Have ANHEL123 come in here and drop some knowledge on you all!!

I'm just kidding.

I think binumee is the same deal as ANHEL123... language barrier.

Keep the ridiculousness coming, it's very entertaining.


----------



## JKfish (Apr 8, 2010)

This isn't anything I've heard recently, and it wasn't from a petstore employee (THANK GOD!) but I still remember this one person saying "Bettas can breath air, so I'm pretty sure if you wanted to, you could just keep them in a damp container all their life. I mean, so long as they are wet, they'll live, right?"

Edit: Binumee, you know all the stuff we are posting that petstore employees said is a load of crap, right? or are you being sarcastic, I can't really tell


----------



## fishman12 (Sep 1, 2010)

I learned that female bettas can live with goldfish. Goldfish. And also that bettas don't like to be in more than 2.5 gallons. and that they like the dark.


----------



## Katie Loo (Sep 29, 2010)

Hi this is my 1st post. My Daughter got her 1st Betta (Merlin) last week. We've both been lurking here for a couple of months learning (great info thanks xx)

Merlin came from a good aquarium shop the owner tested our water and gave good advice before we bought him. My son has decided he wants his own Betta so just out of interest we went to our local pet shop to look at tanks. I explained to the owner I was looking for a 5 or 10 gallon to keep a Betta in when we'd cycled it.

Owner= "Oh no you don't want to get one of them. Can't keep them alive. No one can that's why I don't sell them. They drop dead soon as you look at them. Don't ever last longer than a couple of months."

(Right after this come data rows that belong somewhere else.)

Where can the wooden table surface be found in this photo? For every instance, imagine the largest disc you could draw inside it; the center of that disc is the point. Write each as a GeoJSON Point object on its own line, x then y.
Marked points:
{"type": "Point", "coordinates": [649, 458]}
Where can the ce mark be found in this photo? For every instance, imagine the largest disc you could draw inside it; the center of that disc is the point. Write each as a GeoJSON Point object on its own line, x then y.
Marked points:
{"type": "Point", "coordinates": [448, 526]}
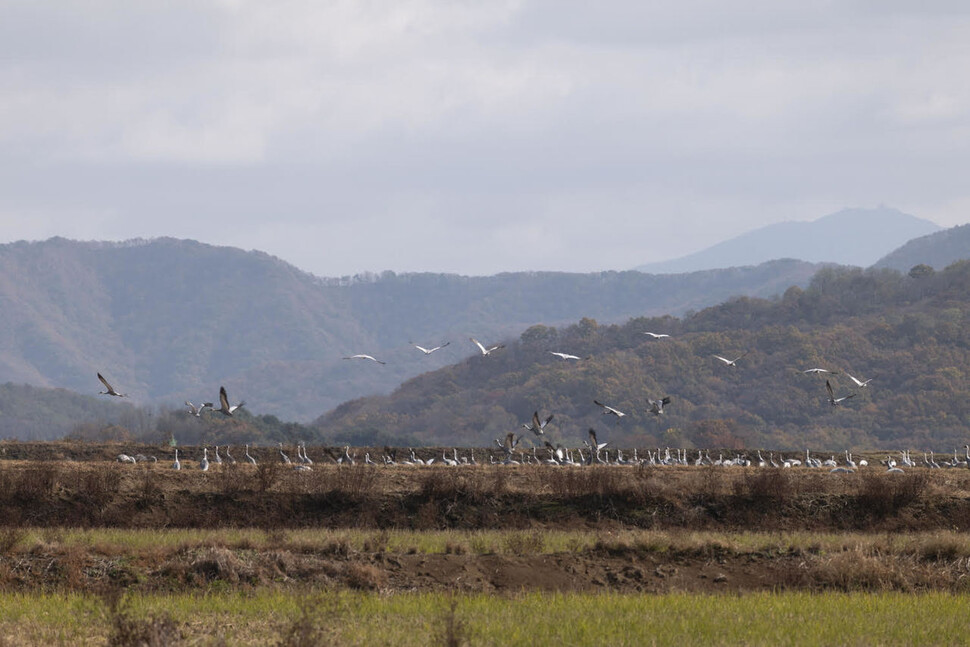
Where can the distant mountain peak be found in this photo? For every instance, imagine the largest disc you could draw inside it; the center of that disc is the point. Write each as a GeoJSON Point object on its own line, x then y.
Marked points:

Me= "I've been reading up on the web as long as I follow the right advice on care they can live several years"

Owner="No love hardest fish to keep alive."

Me="Keep your voice down mate my daughter over there has just got one"

Owner="You are wasting your time on it. It'll be dead soon when it is get a goldfish much easier to keep"

At which point we left without buying anything and at daughter's instance had to run home to check Merlin was still with us (he was and still is! ;-))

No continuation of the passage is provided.